Senate Majority Leader Mitch McConnell (R-Ky.) had pushed Trump to enter into budget negotiations for months, arguing that avoiding a default and shutdown was worth the price of increasing spending with a Democratic House in divided government.
But McConnell was careful to call it "The Administration-Pelosi Budget Deal" in his news release, despite the fact he'll back it because of the increase in Pentagon spending. Not a word was included about the deficit.
“I am very encouraged that the administration and Speaker Pelosi have reached a two-year funding agreement that secures the resources we need to keep rebuilding our armed forces,” McConnell said. “This was our top objective: Continuing to restore the readiness of our armed forces and modernize our military to deter and defend against growing threats to our national security.”
House Minority Leader Kevin McCarthy (R-Calif.), a close Trump ally, is backing the agreement but said Democrats "refused to even discuss meaningful budget offsets and more importantly, any long-term reforms to the driving spending forces adding to our debt."
Other Republicans complained about the increase in the deficit, but that doesn't mean they're prepared to vote against the package either — not with Trump giving them cover to vote for it.

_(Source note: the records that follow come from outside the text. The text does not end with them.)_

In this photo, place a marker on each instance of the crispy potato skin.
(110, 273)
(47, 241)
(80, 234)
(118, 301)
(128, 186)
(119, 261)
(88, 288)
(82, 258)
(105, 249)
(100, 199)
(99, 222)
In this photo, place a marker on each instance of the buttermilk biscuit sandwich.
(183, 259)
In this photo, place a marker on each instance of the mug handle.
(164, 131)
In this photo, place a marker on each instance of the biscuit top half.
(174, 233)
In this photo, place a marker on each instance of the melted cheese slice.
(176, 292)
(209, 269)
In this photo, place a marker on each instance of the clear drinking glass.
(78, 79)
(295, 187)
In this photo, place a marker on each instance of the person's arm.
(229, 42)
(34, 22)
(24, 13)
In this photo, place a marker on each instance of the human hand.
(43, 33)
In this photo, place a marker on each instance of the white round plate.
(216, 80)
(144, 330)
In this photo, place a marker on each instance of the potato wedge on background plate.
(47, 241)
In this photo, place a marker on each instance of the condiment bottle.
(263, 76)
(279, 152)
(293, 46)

“I’m very concerned about it. Particularly on the entitlement side, the mandatory spending side, which is where most of the money is. And that’s something that the president has not had a particular interest in doing anything about,” acknowledged Sen. John Thune (R-S.D.), the party whip. “We’re going to end up spending more than a lot of Republicans, I’m sure, would like. But that’s what it’s going to take to get a deal.”
Sen. John Cornyn (R-Texas), who is up for reelection next year, said Trump hasn't done enough on the deficit but insisted the problem is caused by both parties. And Cornyn noted he's likely to back the agreement, "reluctantly."
"I don't see the alternative," Cornyn said. "We're not going to deal with the growth in deficits and debt and mandatory spending this week. Sadly, that's not on the table."
The U.S. deficit is on track to exceed $1 trillion this year — the highest level since 2012, when much of the country was still climbing out of the recession. In fact, deficits have never been so high outside of wartime or an economic recession.
Within four years, the Treasury is set to spend more on interest payments than on the nation’s entire defense budget.
Some of Trump’s close advisers, including hard-line fiscal conservatives like acting White House chief of staff Mick Mulvaney and acting Office of Management and Budget Director Russ Vought, pushed for more cuts to spending or a one-year deal at current spending levels.
But Democrats refused to go along with such a plan, and at the end of the day, Mnuchin and Trump believed a happy Wall Street — along with voters who like federal spending and want to see the values of their 401K plans rising — was more important than the deficit, to the disappointment of GOP conservatives.
“We have to be focused on fiscal responsibility,” Rep. Mark Walker (R-N.C.) said on CNN on Monday afternoon. “It's one thing for Republicans to talk about it, but we've got to live up" to it.